Conclusions and future directions

The current study gathered target-user information regarding the needs and preferences for an app based on DBT for EDs. We found that symptomatic individuals are receptive and accepting of an app based on DBT principles, with more expressing a preference for DBT over a CBT-based app. Further, our findings revealed that certain drivers of acceptance may be more influential than others. Given the high prevalence of co-morbidity in EDs with suicidality and self-harming behaviours [34] and preliminary evidence indicating that emotion dysregulation is a salient factor in examining suicidality and EDs [35], exploring the needs of individuals dealing with such co-morbid conditions could be an important next step for new or even existing apps based on this therapeutic approach (e.g., DBT coach). For example, investigating the potential inclusion of routinized risk assessments in apps to help manage these co-occurring behaviours alongside eating behaviours may be a valuable direction for future studies. Overall, our results provide much-needed information for experts interested in developing an app for EDs based on DBT.

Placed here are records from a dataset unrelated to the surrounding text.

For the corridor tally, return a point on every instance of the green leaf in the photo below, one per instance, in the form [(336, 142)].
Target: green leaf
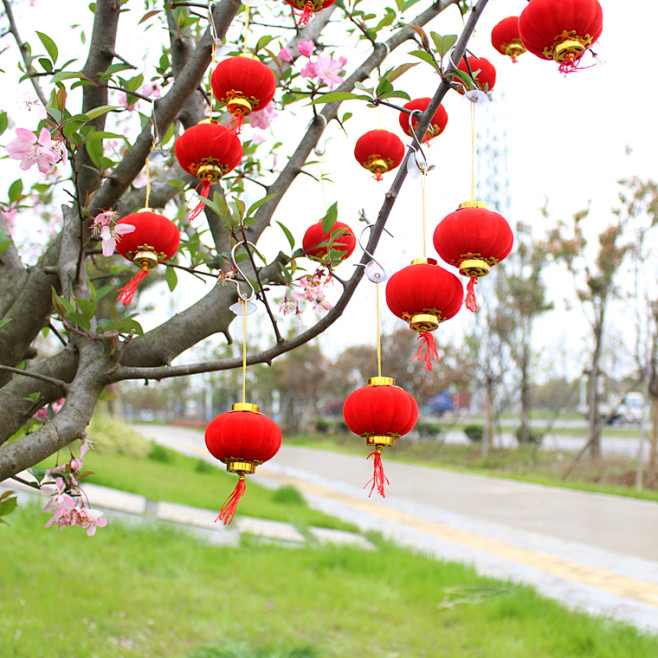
[(171, 278), (288, 234), (330, 218), (49, 45)]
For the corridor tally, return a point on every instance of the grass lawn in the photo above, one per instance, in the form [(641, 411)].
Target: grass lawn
[(151, 591)]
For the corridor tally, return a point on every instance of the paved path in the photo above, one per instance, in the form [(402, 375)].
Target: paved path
[(590, 551)]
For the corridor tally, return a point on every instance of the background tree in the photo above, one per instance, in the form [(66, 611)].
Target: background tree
[(103, 172)]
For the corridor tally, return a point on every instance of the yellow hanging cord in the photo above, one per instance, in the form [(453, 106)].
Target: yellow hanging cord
[(246, 26), (243, 303), (423, 174), (473, 152), (379, 336)]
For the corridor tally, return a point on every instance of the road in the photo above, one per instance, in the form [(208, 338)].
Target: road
[(590, 551)]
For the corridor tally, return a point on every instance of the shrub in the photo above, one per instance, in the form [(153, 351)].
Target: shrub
[(474, 432)]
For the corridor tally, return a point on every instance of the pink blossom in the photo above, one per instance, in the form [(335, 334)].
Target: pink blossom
[(284, 55), (261, 119), (310, 71), (31, 150), (306, 48), (328, 70)]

What is already known on this subject?

Previous research has explored target-user preferences for digital interventions in the context of EDs. However, little is known about the reception of DBT-based apps specifically for this population. We addressed this gap.

What this study adds?

This is the first study to gather target-user information regarding the needs and preferences for an app based on DBT for EDs. We found that symptomatic individuals are receptive and accepting of an app based on DBT principles, with more expressing a preference for DBT over a CBT-based app. Further, our findings revealed that certain drivers of acceptance may be more influential than others. Overall, our results provide much-needed information for experts interested in developing an app for EDs based on DBT.